Originally posted on March 27, 2012
When a server crashed and I lost my many of my original blog posts, it gave me the opportunity to update the DocReviewMD posts and look back. Sorry to say, I have been unable to locate the first da Silva Moore blog post but I will keep looking. Today that case continues to grow and has become a battle between experts. In essence it is a train wreck. But this is no surprise as it is the first case using predictive coding and there are many issues surrounding the use of these tools which we are still figuring out. That is the basis of the 2013 Predictive Coding Thought Leadership Series I have been touring the country with in 2013. But it is fun to look at the back catalogue on what we were saying back in early 2012 about these tools. Enjoy…..
Connecting Blog Post on Da Silva Moore to the Kleen case
This blog represents Part two of my initial analysis of Da Silva Moore and the Kleen case. To wrap up Da Silva Moore, the final analysis I was planning to offer on this case as it stands right now was given by myself and Herb Roitblat, Chief Scientist at OrcaTec and Chairman of the Electronic Discovery Institute where we covered statistics and validation differences we have with those proposed by the plaintiff and defendant in more detail on ESIBytes in Validating Predictive Coding, Da Silva Moore and other Current Issues. I am also linking to the blog post written by Herb Roitblat on this topic entitled Da Silva Moore Plaintiffs Slash and Burn their Way Through EDiscovery which adds a few more interesting points. To summarize the problem I have with the plaintiff’s position is they are getting a huge amount of data to get comfortable with the validity of the predictive coding that has been done since they are getting the null set of documents and can see what the software is being instructed to leave out of the production as well as the ability to review results and make adjustments iteratively. No plaintiff using key word searching has ever been given so much insight and opportunity to impact the quality of their review set with the exception perhaps of the federal government who typically hold all the cards in their investigations. Is this a perfect outcome? There is no such thing as perfect between warring parties in litigation. But there is nothing unfair about this and much the plaintiff’s can be pleased about.
B. Kleen Products, LLC v. Packaging Corporation of America
So if you accept that Da Silva Moore is dictum in determining if parties should be forced to use predictive coding because the parties had already agreed to use predictive coding, the next big chance for THE DECISION to be written will be in the Kleen case. I have read the transcripts thus far and will be in Chicago on March 28th for the next hearing. I am not optimistic for a slam dunk decision forcing the defendants to give up on key word searching and to adopt predictive coding. For one thing, the defendants have testified about their iterative process and use of sampling to validate their results. Personally, I am not convinced that their results showing roughly 4% responsive documents were found in the random samples of the “null set” of excluded documents is something to be proud of and there are some issues with their methodology that have come out in testimony thus far. If Judge Nan Nolan thinks that this result shows the defendants’ process was not reasonable and they are missing data, this could enable the plaintiffs to sway the court that more work is needed such as predictive coding. The plaintiffs are also raising issues about the adequateness of the collection effort and we know nothing about the results of the sampling against other custodians.
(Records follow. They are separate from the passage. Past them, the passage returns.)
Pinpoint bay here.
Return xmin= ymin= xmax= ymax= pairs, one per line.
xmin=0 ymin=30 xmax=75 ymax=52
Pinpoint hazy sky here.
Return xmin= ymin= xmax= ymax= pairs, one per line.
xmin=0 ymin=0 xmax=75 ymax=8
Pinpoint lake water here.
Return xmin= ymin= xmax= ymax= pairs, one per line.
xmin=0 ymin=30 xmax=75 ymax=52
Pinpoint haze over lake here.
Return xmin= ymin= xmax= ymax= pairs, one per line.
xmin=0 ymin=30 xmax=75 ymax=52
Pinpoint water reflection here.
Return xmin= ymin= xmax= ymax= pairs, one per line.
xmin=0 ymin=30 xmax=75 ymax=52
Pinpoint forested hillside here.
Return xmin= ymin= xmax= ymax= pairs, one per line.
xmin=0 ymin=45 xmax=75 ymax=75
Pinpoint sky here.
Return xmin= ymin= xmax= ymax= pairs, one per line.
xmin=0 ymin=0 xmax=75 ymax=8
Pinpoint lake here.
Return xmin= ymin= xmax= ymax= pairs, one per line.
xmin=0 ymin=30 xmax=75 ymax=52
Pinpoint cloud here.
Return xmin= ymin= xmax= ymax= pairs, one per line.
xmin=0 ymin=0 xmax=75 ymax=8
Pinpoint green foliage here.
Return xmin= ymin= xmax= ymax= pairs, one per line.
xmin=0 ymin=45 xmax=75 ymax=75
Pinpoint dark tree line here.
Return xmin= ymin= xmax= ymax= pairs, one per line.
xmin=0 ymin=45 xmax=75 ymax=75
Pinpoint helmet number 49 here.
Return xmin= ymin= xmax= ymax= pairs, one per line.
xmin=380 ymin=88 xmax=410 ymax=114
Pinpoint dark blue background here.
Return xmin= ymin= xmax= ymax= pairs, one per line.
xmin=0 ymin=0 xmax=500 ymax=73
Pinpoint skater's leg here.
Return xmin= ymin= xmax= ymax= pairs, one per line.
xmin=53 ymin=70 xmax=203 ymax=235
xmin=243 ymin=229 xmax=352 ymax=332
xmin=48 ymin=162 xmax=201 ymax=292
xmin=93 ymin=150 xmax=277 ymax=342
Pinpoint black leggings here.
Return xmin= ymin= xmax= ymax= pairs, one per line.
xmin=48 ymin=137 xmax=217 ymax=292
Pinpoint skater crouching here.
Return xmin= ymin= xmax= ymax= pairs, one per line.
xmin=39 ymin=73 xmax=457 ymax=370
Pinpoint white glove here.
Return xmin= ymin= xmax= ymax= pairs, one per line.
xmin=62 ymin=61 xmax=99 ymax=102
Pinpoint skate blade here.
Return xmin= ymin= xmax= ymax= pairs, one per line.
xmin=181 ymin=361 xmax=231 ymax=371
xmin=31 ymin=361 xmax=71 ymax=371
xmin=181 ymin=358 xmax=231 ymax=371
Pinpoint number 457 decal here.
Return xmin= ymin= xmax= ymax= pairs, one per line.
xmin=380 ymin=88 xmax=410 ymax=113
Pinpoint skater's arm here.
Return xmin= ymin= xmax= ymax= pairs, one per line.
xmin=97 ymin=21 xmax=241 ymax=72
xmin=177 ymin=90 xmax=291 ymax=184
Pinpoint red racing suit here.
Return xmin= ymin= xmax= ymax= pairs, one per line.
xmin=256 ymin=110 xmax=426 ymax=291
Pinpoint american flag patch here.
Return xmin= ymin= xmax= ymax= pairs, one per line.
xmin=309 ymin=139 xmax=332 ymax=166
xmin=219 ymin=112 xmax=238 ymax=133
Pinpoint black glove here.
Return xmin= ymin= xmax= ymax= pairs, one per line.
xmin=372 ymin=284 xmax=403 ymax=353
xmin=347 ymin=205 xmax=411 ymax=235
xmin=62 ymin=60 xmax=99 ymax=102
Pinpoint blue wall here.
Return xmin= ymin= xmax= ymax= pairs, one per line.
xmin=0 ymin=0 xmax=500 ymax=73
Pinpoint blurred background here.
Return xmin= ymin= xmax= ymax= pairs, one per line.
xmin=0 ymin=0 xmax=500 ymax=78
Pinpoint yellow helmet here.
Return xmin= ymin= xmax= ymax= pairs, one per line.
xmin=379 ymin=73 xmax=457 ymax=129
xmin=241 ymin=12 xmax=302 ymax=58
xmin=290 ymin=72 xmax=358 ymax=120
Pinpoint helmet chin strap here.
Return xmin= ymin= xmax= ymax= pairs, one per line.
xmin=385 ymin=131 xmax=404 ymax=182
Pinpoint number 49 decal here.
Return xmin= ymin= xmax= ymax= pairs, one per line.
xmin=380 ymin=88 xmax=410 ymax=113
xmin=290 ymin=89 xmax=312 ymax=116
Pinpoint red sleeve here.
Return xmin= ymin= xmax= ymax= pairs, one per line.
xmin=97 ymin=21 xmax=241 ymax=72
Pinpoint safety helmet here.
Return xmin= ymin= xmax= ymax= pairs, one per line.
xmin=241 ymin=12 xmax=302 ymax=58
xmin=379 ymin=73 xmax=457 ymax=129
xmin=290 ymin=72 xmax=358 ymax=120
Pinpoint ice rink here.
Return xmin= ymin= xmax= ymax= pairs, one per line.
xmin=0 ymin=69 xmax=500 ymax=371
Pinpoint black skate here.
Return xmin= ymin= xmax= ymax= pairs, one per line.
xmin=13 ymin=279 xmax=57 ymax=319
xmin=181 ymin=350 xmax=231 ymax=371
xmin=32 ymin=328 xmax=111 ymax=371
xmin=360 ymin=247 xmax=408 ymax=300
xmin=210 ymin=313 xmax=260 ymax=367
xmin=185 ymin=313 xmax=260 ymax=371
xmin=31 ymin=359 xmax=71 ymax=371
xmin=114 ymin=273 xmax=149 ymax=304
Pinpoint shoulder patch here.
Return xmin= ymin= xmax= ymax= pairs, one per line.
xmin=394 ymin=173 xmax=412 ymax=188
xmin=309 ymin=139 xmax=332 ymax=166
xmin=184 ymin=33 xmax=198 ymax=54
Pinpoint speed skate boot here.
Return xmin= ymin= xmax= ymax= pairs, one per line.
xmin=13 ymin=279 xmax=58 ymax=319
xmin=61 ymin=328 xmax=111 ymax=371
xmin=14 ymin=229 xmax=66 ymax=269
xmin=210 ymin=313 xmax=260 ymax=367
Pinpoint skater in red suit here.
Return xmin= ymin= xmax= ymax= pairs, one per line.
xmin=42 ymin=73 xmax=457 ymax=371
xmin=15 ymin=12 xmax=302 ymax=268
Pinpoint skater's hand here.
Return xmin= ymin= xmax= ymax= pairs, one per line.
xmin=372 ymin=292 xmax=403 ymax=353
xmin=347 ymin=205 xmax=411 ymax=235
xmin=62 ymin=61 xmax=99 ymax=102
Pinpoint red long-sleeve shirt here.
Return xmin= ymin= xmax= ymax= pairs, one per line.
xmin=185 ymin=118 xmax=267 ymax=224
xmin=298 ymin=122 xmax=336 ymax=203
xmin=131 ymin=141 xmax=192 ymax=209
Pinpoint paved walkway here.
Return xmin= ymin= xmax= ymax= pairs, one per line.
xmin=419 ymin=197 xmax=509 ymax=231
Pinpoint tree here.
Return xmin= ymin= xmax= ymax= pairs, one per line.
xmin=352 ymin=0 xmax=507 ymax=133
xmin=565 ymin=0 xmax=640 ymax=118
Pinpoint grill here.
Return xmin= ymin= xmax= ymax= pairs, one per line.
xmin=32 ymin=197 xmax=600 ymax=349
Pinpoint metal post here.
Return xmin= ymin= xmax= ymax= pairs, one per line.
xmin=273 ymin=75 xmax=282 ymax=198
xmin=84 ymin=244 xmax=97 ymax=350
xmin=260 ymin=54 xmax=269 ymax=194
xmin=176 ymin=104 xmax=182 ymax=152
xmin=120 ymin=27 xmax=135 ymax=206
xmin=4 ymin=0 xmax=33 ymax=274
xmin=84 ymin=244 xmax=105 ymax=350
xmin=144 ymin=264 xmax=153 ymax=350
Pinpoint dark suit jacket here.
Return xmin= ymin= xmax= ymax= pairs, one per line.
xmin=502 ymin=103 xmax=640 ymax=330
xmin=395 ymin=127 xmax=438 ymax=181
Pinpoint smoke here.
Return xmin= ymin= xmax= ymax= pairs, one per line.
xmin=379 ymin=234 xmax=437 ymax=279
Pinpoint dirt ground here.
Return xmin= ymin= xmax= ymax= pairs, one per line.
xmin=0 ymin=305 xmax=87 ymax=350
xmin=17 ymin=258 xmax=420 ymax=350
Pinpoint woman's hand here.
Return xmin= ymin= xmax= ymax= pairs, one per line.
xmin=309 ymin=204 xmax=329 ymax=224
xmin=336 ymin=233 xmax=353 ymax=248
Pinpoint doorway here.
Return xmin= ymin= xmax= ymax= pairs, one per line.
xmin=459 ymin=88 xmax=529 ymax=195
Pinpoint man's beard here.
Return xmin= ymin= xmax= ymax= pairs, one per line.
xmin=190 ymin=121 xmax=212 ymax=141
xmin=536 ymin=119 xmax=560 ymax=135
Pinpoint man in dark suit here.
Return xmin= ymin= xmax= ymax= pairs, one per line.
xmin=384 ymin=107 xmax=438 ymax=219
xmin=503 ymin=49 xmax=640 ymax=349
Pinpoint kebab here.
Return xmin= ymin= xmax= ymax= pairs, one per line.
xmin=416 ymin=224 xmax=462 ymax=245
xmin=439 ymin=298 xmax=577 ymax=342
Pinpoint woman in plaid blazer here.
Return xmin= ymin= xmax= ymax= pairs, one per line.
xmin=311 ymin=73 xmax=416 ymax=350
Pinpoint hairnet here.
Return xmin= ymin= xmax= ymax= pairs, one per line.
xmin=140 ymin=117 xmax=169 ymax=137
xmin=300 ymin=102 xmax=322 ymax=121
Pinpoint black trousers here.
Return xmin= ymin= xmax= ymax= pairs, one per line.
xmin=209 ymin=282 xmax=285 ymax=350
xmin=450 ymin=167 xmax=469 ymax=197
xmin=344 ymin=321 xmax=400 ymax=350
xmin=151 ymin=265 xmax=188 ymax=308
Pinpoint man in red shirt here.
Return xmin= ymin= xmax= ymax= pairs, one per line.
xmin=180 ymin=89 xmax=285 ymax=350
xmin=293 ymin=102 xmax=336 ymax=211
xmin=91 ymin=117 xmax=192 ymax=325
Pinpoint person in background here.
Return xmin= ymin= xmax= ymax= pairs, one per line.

A: Really all that’s assumed here is that all the reasonable sources of responsive documents are collected and made available to the system.
Q: And I guess we’ll defer for another day what those reasonable sources may be. Step 2, test set creation, could you explain that, please.
Testimony of Dave Lewis, Page 159.
Furthermore, the use of 4 or 5 custodians from only one of the nine defendant companies to derive key words for all of the defendants in separate companies is troubling. Therefore, I believe there is plenty of room down the road for the plaintiffs to seek additional discovery to validate that the defendant’s process was in fact reasonable even if predictive coding is not adopted. But these defendants have also done more work than many in the field do when key words are selected and expended a lot of money thus far in discovery with their process. That factor in addition to the novel question of whether one party can force another party to use their e-discovery search process make this a difficult case for the plaintiffs and in the final analysis, might influence the court’s final decision.
- 1. Plaintiff’s Proposals to Set a New Baseline
One of the plaintiff’s proposals described to use predictive coding would build off of the iterative work already done by the defendants to create key words and Boolean searches and responsive documents. They would start by taking a random sample from across the nine defendants’ key executives to create a sense or benchmark of how many responsive documents there might be in the entire collection. This broadens the benchmark pool across all defendants instead of four or five custodians at a single defendant. This would also be done using random samples to provide some level of confidence in the process. Then the plaintiffs can compare these results to what the defendants have already done to see if it is working. The plaintiff’s theorize this approach would reveal shortcomings in what the defendants have offered thus far and would then propose that the parties can work to develop a more representative seed set through an iterative approach of searches or by using a more direct method of predictive coding.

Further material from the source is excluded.